IsAdminUser permission class allow non-admins to call API

Hello Django community,

I have a mystery error or bug somewhere in my code and I cannot seem to resolve it, hence, I am here seeking some external help. Thanks for your time in advance.

Context

I have a custom mixin class that I use with DRF’s APIView that adds permission classes and authentication classes to my api views.

from importlib import import_module
from typing import TYPE_CHECKING, Sequence, Type

from django.conf import settings
from django.contrib import auth
from rest_framework.authentication import BaseAuthentication, SessionAuthentication
from rest_framework.permissions import BasePermission, IsAuthenticated, IsAdminUser, DjangoModelPermissions
from rest_framework_jwt.authentication import JSONWebTokenAuthentication


def get_auth_header(headers):
    value = headers.get("Authorization")

    if not value:
        return None

    auth_type, auth_value = value.split()[:2]

    return auth_type, auth_value


class SessionAsHeaderAuthentication(BaseAuthentication):
    """
    In case we are dealing with issues like Safari not supporting SameSite=None,
    And the client passes the session as Authorization header:

    Authorization: Session 7wvz4sxcp3chm9quyw015n6ryre29b3u

    Run the standard Django auth & try obtaining user.
    """

    def authenticate(self, request):
        auth_header = get_auth_header(request.headers)

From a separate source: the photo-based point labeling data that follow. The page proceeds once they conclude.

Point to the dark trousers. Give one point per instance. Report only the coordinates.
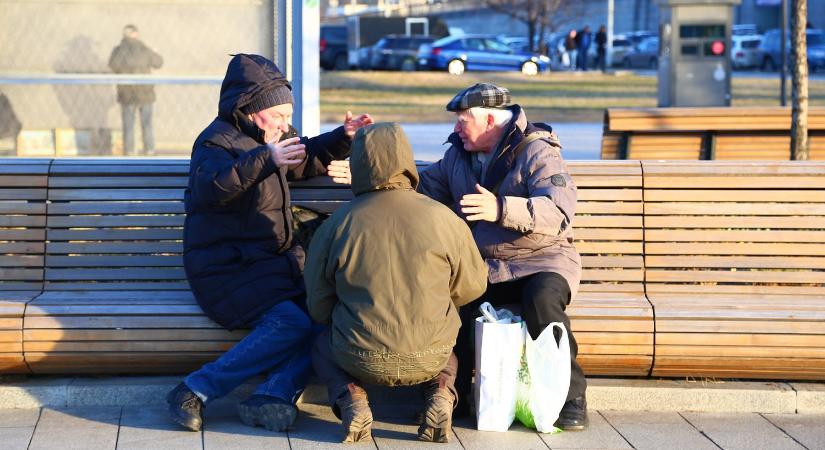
(543, 298)
(581, 57)
(127, 111)
(337, 379)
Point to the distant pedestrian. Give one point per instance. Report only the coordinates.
(132, 56)
(601, 49)
(583, 40)
(569, 54)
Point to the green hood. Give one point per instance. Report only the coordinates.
(382, 159)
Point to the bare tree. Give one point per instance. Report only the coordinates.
(799, 80)
(540, 16)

        if auth_header is None:
            return None

        auth_type, auth_value = auth_header

        if auth_type != "Session":
            return None

        engine = import_module(settings.SESSION_ENGINE)
        SessionStore = engine.SessionStore
        session_key = auth_value

        request.session = SessionStore(session_key)
        user = auth.get_user(request)

        return user, None


class CsrfExemptedSessionAuthentication(SessionAuthentication):
    """
    DRF SessionAuthentication is enforcing CSRF, which may be problematic.
    That's why we want to make sure we are exempting any kind of CSRF checks for APIs.
    """

    def enforce_csrf(self, request):
        return


if TYPE_CHECKING:
    # This is going to be resolved in the stub library
    # https://github.com/typeddjango/djangorestframework-stubs/
    from rest_framework.permissions import _PermissionClass

    PermissionClassesType = Sequence[_PermissionClass]
else:
    PermissionClassesType = Sequence[Type[BasePermission]]


class AdminApiAuthMixin:
    authentication_classes: Sequence[Type[BaseAuthentication]] = [
        CsrfExemptedSessionAuthentication,
        SessionAsHeaderAuthentication,
        JSONWebTokenAuthentication,
    ]
    permission_classes: PermissionClassesType = [IsAdminUser, DjangoModelPermissions,]

My api view looks something like this:

class PackageListCreateApi(AdminApiAuthMixin, APIView):
    ... # code removed for brevity 

Problem

For some strange reason when a non-admin (i.e., a user who has is_staff=False) calls the api endpoint, they are still being served a valid response instead of getting HTTP 403 error.